By Kseniya Sovenko – UW News Lab/Special for CHS – With additional photography by Bryan Anton
It’s a rule. People can’t attend their own wake. But, on Sunday night, Jojo Corväiá, owner and creator of Arabica Lounge, defied nature.
Though Corväiá is alive and well, Arabica is not. After five years of catering to creative minds, intellectuals, coffee addicts and curious foodies, the beloved cafe served its last Arabica croques, omelettes au fromage and brülée cappuccinos Sunday.
Arabica’s public funeral party began that night. Lit mostly by candlelight, the cafe was eerily dim but crowded. As he entered, Corväiá was greeted by the applause of nearly 60 people, all of whom followed the strict dress and make-up code: all black with a black tear painted on their cheeks. The mood was bittersweet as loyal customers and friends exchanged long hugs and loud laughs with Corväiá. Over the course of the night, more than 160 people shuffled in and out to say their goodbyes.
“I really do feel like the atmosphere curated here will be lost on the hill,” said local musician and graphic designer Reed Juenger. “Some people might not consider it a tragic loss, but it definitely doesn’t exist anywhere else.”
Inspired by coffee and nostalgic for a favorite restaurant in his hometown of Caracas, Venezuela, Corväiá opened Arabica in 2009 to share his fascination for world cultures and travel. An architect by trade, he tore down all remnants of the preceding Supercuts in order to create a new aesthetic from the ground up. Striving to establish a hub for all kinds of artists, Corväiá focused on decorating the space with avant-garde visual art, good music and worldly flavors, including baked goods from 20 countries.

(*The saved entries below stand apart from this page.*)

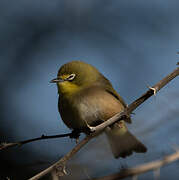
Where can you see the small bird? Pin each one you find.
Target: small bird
(87, 98)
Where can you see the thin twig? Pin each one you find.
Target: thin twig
(43, 137)
(61, 163)
(127, 111)
(154, 165)
(59, 166)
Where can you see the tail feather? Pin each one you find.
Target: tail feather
(122, 142)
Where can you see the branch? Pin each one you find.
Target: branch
(59, 166)
(43, 137)
(142, 168)
(127, 111)
(95, 130)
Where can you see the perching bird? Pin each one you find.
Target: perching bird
(86, 97)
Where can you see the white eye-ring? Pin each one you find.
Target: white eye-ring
(71, 77)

“Arabica is Jojo,” said Corväiá. “It’s Jojo because it’s an extension of my home — the things I bring when I travel, my personal art collection. I water the plants and I’m the only one who cleans the bathrooms. It’s very unlikely that you will know Arabica without knowing me.”
For the last year and half, Corväiá says he has struggled to maintain a good working relationship with the landlord of the building. With layers of graffiti covering the building walls and empty businesses next door, Corväiá says he was not stimulated to move forward.
Though he is proud of the contribution Arabica has made to Capitol Hill culture, Corväiá is excited to pursue new artistic interests, including two-dimensional art and experimentation with porcelain, in Berlin. He plans to leave Seattle in March.
“It’s such an international city and it just called my name,” he said. “Every time I go, I hear French, Turkish, Spanish, German, and it makes me feel alive. I want to be mixed into that.”
With no indication of what, if anything, will replace the formerly thriving Arabica, customers are at a loss of where to catch the unusual, interactive-arts flair of the cafe.
“I am celebrating the end of this beautiful arts and community space,” said fiction writer Tominda Adkins, who drew black tears onto the faces of funeral-goers. “I’m sad to see it go, but I’m glad that it’s because Jojo is moving on to something exciting.”